Harry, We do. Just check and Costco price is $4.66 a lb. Good information. I do have cash, but all my barrels are full and ready to ship.


----------



## jim lyon (Feb 19, 2006)

JWPalmer said:


> Sorry, Becuna bees. It was too easy. Everyone that posted knew you meant almond pollination prices. Just having a tiny bit of fun on a cold night. No offense meant.


I think, by most accounts, prices are moving sideways. Dosen't seem to be much urgency from either growers or beekeepers.......yet. Stay tuned.


----------



## Greeny (Jun 27, 2016)

I'm curious too, with several news stories recently about the use of drones for pollination.


----------



## jim lyon (Feb 19, 2006)

Greeny said:


> I'm curious too, with several news stories recently about the use of drones for pollination.


Ha ha.

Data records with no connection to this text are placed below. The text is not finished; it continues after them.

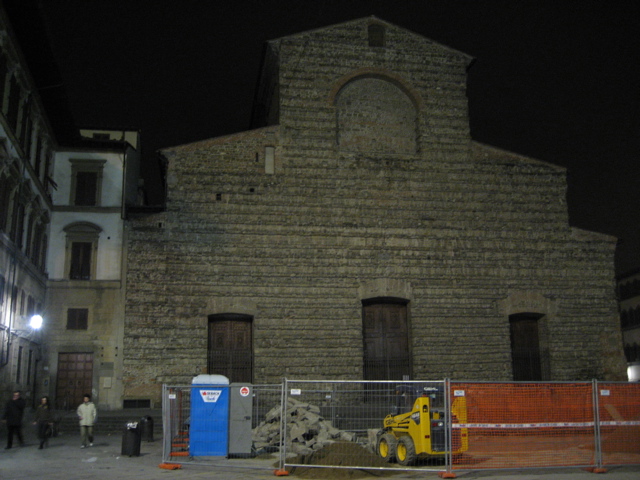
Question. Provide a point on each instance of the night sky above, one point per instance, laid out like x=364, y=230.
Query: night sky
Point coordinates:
x=553, y=79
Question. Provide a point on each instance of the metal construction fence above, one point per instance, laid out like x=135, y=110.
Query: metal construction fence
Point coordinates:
x=440, y=426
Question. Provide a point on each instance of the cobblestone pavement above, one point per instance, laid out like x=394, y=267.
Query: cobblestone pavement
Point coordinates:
x=64, y=459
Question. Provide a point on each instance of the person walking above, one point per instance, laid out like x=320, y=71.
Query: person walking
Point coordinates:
x=13, y=412
x=87, y=414
x=43, y=421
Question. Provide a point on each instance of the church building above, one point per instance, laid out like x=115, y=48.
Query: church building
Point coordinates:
x=359, y=232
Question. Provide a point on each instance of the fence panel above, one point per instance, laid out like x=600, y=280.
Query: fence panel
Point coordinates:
x=619, y=415
x=366, y=425
x=524, y=425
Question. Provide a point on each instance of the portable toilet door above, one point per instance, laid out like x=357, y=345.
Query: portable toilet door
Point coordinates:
x=209, y=425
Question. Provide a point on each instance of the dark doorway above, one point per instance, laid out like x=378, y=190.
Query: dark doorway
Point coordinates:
x=525, y=346
x=230, y=347
x=75, y=379
x=386, y=339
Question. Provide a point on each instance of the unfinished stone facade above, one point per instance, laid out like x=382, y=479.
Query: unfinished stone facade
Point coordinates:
x=362, y=188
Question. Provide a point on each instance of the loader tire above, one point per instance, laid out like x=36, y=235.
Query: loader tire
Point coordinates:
x=406, y=451
x=386, y=447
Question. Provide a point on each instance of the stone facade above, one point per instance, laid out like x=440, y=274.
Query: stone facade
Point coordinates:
x=363, y=182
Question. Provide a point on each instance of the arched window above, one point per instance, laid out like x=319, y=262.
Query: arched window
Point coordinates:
x=374, y=114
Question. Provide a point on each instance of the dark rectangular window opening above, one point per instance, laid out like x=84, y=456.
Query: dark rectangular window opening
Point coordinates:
x=77, y=318
x=376, y=35
x=80, y=261
x=86, y=188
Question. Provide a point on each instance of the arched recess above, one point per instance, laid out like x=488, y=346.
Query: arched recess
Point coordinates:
x=375, y=113
x=528, y=315
x=230, y=346
x=385, y=334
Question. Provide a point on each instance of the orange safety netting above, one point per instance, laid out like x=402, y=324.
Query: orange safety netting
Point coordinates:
x=518, y=425
x=619, y=412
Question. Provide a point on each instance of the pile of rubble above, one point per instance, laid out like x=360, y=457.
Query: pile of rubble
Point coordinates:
x=306, y=429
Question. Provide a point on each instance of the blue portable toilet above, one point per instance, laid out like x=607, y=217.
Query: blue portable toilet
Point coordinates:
x=209, y=428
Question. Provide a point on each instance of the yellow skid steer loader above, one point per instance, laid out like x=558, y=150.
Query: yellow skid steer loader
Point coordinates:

Perhaps a few decades from now Near term if there is a threat to the almond pollination business it would be lack of water (the southern part of the valley is literally a desert) or self pollinating trees which would probably still require some level of insect pollination for high yield and good nut quality.


----------



## Rader Sidetrack (Nov 30, 2011)

Well, perhaps one should say more clearly what they are looking for. 

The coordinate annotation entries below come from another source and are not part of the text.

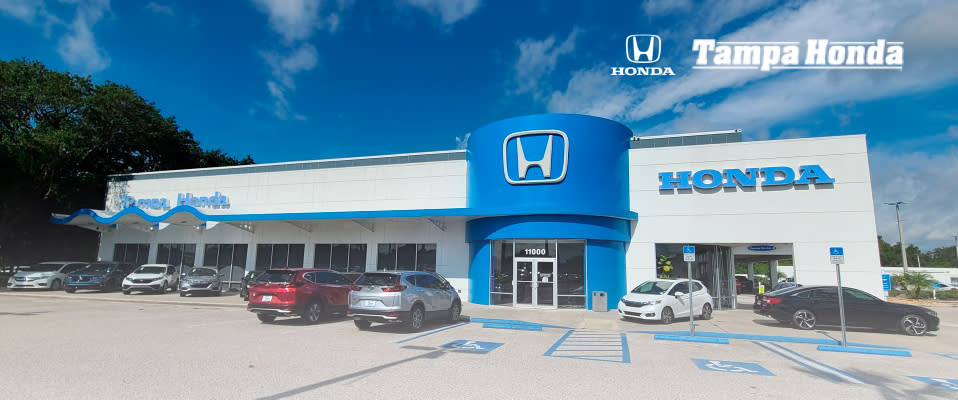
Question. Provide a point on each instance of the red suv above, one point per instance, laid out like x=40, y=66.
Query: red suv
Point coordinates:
x=308, y=293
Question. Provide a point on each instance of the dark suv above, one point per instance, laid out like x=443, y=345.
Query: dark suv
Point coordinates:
x=308, y=293
x=100, y=275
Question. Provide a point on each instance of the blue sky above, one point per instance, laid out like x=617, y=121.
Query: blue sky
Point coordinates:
x=308, y=79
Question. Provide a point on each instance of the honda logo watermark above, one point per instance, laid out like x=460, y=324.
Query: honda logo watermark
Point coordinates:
x=643, y=48
x=536, y=142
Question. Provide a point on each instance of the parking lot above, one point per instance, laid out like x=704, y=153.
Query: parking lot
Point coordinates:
x=92, y=345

I say that in this thread because there _*ARE*_ Beesource threads discussing almond [as in 'nut'] prices. For example ....

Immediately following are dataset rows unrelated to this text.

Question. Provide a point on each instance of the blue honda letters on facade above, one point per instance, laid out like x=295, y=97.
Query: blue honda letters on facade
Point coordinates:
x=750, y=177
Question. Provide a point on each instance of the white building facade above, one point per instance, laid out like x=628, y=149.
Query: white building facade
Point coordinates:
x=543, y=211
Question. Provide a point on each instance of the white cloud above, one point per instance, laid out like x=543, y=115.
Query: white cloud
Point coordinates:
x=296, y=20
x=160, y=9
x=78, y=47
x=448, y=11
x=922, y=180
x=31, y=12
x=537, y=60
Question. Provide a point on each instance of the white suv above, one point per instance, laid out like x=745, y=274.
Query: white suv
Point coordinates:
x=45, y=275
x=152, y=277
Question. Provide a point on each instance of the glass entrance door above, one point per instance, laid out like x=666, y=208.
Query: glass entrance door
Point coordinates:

https://www.beesource.com/forums/showthread.php?322569-Almond-Prices-Crash


----------



## HarryVanderpool (Apr 11, 2005)

Rader Sidetrack said:


> Well, perhaps one should say more clearly what they are looking for.


Does this help?
https://www.merlofarminggroup.com/almonds/California Inshell


----------



## funwithbees (Mar 27, 2010)

that chart is what the honey prices should look like!

Nick


----------



## AHudd (Mar 5, 2015)

I know what Major Payne would say about this, "Sens-ahhhh-tive".

Alex


----------



## The Honey Householder (Nov 14, 2008)

Nick,

If honey prices was like that chart everyone would be doing it. I think we was better off 20 years ago with package bee priced at $30 a package and honey at $.72 a lb. What was almond pollination 20 years ago?


----------



## Apis Natural (Aug 31, 2017)

all tractor supply stores across the us are selling 3 lb packages for $200 this season.
seeing nuc prices here for $275
wow


----------



## jim lyon (Feb 19, 2006)

Rader Sidetrack said:


> Well, perhaps one should say more clearly what they are looking for.
> 
> I say that in this thread because there _*ARE*_ Beesource threads discussing almond [as in 'nut'] prices. For example ....
> 
> https://www.beesource.com/forums/showthread.php?322569-Almond-Prices-Crash


Welllll ya but this is a posting under "Commercial Beekeeping" at a time of year when all the commercials I know are intensely interested in the current bee supply and rental rates in the final run up to the almond bloom. To me it seems odd to be inquiring here about where I can get the best price on a bag of nuts. Just sayin. Carry on.


----------